As CEO Ali Ghodsi points out, data is exploding, and moving data from Point A to Point B is an increasingly difficult problem to solve with proprietary tooling. “The number one barrier for organizations to succeed with data is sharing data, sharing it between different views, sharing it across organizations — that’s the number one issue we’ve seen in organizations,” Ghodsi explained.
Delta Sharing is an open-source protocol designed to solve that problem. “This is the industry’s first-ever open protocol, an open standard for sharing a data set securely. […] They can standardize on Databricks or something else. For instance, they might have standardized on using AWS Data Exchange, Power BI or Tableau — and they can then access that data securely.”
The tool is designed to work with multiple cloud infrastructure and SaaS services and out of the gate there are multiple partners involved, including the Big Three cloud infrastructure vendors Amazon, Microsoft and Google, as well as data visualization and management vendors like Qlik, Starburst, Collibra and Alation and data providers like Nasdaq, S&P and Foursquare
Ghodsi said the key to making this work is the open nature of the project. By doing that and donating it to The Linux Foundation, he is trying to ensure that it can work across different environments. Another big aspect of this is the partnerships and the companies involved. When you can get big-name companies involved in a project like this, it’s more likely to succeed because it works across this broad set of popular services. In fact, there are a number of connectors available today, but Databricks expects that number to increase over time as contributors build more connectors to other services.

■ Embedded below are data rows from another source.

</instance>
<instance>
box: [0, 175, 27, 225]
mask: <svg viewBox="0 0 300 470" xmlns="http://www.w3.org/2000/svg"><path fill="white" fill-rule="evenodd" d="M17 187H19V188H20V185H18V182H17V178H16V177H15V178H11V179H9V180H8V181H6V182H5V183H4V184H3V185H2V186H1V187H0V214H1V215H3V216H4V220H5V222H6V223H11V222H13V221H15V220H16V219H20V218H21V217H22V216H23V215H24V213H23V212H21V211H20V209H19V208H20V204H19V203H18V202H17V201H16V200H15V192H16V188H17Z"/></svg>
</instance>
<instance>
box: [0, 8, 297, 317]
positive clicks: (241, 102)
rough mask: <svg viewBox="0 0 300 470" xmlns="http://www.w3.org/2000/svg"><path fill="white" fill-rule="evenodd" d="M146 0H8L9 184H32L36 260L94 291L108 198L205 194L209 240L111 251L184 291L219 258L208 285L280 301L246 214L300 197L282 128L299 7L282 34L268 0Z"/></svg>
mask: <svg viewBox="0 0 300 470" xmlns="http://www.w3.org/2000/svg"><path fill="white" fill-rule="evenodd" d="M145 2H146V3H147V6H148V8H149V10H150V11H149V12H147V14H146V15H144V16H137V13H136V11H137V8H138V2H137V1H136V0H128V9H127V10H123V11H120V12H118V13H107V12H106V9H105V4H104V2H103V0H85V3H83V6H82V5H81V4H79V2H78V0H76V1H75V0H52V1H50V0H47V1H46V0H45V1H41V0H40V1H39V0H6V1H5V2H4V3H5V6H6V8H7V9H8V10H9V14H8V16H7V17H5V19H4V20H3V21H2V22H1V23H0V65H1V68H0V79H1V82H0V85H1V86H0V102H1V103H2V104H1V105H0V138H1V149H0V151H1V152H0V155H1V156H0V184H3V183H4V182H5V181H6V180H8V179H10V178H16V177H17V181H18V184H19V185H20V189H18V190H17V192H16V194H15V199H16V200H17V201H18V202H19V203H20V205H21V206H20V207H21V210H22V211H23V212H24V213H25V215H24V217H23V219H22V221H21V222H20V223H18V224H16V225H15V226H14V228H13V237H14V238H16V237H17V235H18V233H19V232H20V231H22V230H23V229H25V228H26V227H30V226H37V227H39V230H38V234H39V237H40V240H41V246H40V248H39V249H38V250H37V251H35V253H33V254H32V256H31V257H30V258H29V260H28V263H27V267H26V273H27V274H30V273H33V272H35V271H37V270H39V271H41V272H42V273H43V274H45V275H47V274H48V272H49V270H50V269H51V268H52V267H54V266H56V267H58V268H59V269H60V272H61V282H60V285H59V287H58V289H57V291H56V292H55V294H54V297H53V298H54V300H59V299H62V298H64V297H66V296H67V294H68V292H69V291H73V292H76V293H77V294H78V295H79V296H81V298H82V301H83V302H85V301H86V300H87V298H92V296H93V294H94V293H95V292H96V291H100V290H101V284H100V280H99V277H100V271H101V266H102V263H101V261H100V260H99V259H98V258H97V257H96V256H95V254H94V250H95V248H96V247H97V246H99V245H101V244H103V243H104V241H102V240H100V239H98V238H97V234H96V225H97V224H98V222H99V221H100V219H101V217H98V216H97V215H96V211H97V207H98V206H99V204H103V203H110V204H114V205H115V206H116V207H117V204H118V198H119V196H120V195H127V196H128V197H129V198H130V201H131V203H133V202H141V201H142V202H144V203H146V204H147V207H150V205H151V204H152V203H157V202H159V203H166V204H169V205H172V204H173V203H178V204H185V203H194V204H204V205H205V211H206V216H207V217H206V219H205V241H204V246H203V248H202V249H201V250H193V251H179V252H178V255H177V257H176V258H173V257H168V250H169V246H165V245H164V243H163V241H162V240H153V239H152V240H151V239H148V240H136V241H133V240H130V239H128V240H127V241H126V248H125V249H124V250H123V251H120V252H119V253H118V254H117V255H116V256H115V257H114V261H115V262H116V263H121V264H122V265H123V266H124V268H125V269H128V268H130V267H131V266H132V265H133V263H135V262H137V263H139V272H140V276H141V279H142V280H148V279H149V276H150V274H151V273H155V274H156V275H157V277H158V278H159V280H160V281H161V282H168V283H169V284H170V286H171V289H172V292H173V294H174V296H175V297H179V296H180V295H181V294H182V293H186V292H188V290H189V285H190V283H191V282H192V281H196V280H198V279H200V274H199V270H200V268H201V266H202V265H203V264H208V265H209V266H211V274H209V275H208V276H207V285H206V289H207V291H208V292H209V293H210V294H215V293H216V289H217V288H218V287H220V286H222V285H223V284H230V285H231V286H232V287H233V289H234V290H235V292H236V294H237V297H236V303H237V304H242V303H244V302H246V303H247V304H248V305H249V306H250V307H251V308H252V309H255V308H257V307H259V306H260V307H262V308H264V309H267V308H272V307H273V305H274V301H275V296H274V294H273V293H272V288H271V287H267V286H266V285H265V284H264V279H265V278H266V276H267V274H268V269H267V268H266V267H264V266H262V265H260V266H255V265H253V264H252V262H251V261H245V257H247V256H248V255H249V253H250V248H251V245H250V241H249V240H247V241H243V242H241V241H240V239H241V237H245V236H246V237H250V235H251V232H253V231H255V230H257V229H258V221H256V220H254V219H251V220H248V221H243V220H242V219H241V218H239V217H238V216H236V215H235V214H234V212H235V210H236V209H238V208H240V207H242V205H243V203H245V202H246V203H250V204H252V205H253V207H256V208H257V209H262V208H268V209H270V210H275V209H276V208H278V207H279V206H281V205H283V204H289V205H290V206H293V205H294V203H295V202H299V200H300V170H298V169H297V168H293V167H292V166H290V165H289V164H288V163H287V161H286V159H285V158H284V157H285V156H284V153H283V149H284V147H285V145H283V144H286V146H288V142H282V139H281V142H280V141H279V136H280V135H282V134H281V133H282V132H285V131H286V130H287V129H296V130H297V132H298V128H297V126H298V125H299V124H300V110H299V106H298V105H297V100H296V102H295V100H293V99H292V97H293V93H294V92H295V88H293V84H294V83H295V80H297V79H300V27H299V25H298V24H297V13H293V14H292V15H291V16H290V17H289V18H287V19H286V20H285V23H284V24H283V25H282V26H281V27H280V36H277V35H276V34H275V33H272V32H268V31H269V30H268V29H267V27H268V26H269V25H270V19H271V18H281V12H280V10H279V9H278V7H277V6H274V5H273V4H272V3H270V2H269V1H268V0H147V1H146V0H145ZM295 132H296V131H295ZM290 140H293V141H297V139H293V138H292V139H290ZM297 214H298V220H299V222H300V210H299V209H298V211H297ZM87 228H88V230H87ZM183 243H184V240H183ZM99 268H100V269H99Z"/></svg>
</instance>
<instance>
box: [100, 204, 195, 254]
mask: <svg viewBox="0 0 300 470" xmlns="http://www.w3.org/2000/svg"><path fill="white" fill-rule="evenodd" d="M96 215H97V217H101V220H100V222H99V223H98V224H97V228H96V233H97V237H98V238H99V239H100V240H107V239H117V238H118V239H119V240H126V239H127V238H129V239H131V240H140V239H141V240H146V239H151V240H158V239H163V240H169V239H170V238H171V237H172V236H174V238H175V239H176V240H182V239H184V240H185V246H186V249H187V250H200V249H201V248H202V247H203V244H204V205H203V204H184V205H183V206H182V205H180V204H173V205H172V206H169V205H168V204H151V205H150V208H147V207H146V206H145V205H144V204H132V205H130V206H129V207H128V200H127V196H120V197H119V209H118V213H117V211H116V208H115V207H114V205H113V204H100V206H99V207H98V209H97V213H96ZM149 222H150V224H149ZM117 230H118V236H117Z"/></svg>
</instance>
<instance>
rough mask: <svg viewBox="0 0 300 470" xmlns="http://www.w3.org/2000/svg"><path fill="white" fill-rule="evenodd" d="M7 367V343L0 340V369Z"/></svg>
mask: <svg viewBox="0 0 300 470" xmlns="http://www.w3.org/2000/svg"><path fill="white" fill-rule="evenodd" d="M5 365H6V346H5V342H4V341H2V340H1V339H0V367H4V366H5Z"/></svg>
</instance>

Databricks operates on a consumption pricing model much like Snowflake, meaning the more data you move through its software, the more money it’s going to make, but the Delta Sharing tool means you can share with anyone, not just another Databricks customer. Ghodsi says that the open-source nature of Delta Sharing means his company can still win, while giving customers more flexibility to move data between services.
The infrastructure vendors also love this model because the cloud data lake tools move massive amounts of data through their services and they make money too, which probably explains why they are all on board with this.

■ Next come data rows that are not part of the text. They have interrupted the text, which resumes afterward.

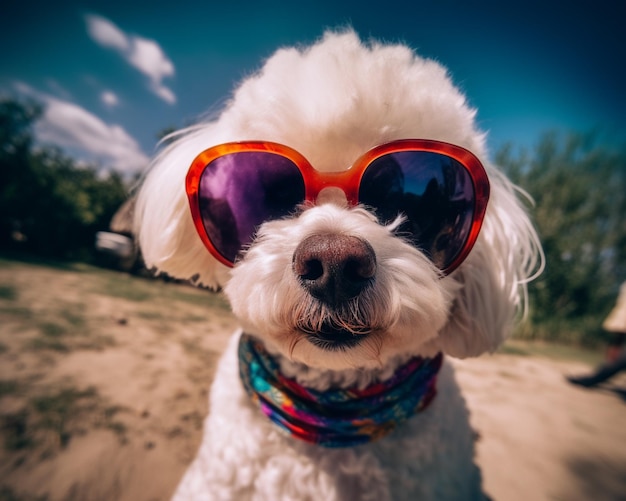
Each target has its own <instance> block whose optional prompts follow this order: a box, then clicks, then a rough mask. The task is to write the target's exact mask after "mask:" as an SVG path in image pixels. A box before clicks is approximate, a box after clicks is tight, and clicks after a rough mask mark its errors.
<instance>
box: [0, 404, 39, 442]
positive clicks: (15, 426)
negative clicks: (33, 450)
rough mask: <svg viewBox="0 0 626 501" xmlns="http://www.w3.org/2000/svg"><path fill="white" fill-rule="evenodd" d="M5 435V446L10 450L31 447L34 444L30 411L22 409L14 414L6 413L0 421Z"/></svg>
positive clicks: (2, 417) (3, 431) (25, 409)
mask: <svg viewBox="0 0 626 501" xmlns="http://www.w3.org/2000/svg"><path fill="white" fill-rule="evenodd" d="M0 429H1V430H2V434H3V435H4V448H5V449H6V450H9V451H17V450H22V449H30V448H32V447H33V446H34V441H33V437H32V436H31V434H30V433H29V430H28V411H27V410H26V409H22V410H20V411H18V412H15V413H13V414H5V415H4V416H2V418H1V421H0Z"/></svg>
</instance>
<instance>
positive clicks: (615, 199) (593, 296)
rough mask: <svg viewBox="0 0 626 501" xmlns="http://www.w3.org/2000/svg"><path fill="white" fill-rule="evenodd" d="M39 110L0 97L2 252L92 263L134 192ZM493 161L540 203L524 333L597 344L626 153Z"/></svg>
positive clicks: (562, 134)
mask: <svg viewBox="0 0 626 501" xmlns="http://www.w3.org/2000/svg"><path fill="white" fill-rule="evenodd" d="M41 113H42V108H41V106H40V105H38V104H37V103H34V102H25V101H18V100H15V99H12V98H0V251H2V250H3V251H13V252H15V251H20V252H28V253H31V254H35V255H38V256H42V257H48V258H55V259H71V260H84V261H94V259H96V251H95V249H94V235H95V232H96V231H99V230H106V229H107V228H108V226H109V222H110V220H111V218H112V216H113V214H114V213H115V212H116V211H117V209H118V208H119V207H120V205H121V204H122V203H123V201H124V200H125V199H126V198H127V196H128V188H129V187H128V186H127V184H126V183H125V181H124V179H123V178H122V177H121V176H120V175H119V174H117V173H115V172H114V171H111V170H103V169H101V168H100V169H99V168H98V167H97V166H84V165H81V164H79V163H78V162H77V161H75V160H74V159H72V158H70V157H68V156H67V155H65V154H64V153H63V152H62V151H61V150H60V149H59V148H57V147H54V146H42V145H38V144H36V143H35V140H34V134H33V126H34V124H35V123H36V121H37V120H38V118H39V117H40V116H41ZM495 161H496V164H498V165H499V166H501V167H502V168H504V170H505V171H506V172H507V174H508V175H509V176H510V177H511V178H512V180H513V181H514V182H515V183H516V184H518V185H519V186H521V187H522V188H523V189H524V190H525V191H527V192H528V194H529V195H530V196H531V197H532V198H533V199H534V206H529V211H530V212H531V214H532V215H533V219H534V221H535V223H536V226H537V229H538V232H539V235H540V238H541V241H542V244H543V248H544V251H545V255H546V268H545V271H544V273H543V274H542V276H541V277H540V278H539V279H538V280H536V281H535V282H533V283H532V284H531V285H530V287H529V295H530V316H529V318H528V321H527V322H526V323H523V324H522V327H520V329H519V331H518V333H517V335H518V336H523V337H538V338H541V339H549V340H559V341H568V342H576V343H585V344H594V343H597V342H599V340H601V339H602V337H603V334H602V330H601V324H602V319H603V318H604V316H605V315H606V314H607V313H608V311H609V310H610V309H611V307H612V306H613V304H614V301H615V298H616V296H617V292H618V289H619V285H620V284H621V282H623V281H624V280H626V223H625V222H624V216H625V215H626V148H625V147H609V146H607V145H606V144H603V143H602V142H601V141H599V140H598V138H597V137H595V136H594V135H593V134H587V135H577V134H556V133H549V134H546V135H544V136H543V137H542V139H541V141H540V142H539V143H538V145H537V146H536V147H535V148H534V149H533V150H532V151H518V150H515V149H514V147H513V146H512V145H508V146H505V147H504V148H501V149H500V151H498V152H497V154H496V155H495ZM104 172H106V174H104Z"/></svg>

One of the big fears of modern cloud customers is being tied to a single vendor as they often were in the 1990s and early 2000s when most companies bought a stack of services from a single vendor like Microsoft, IBM or Oracle. On one hand, you had the veritable single throat to choke, but you were beholden to the vendor because the cost of moving to another one was prohibitively high. Companies don’t want to be locked in like that again and open source tooling is one way to prevent that.
Databricks was founded in 2013 and has raised almost $2 billion. The latest round was in February for $1 billion at a $28 billion valuation, an astonishing number for a private company. Snowflake, a primary competitor, went public last September. As of today, it has a market cap of over $66 billion.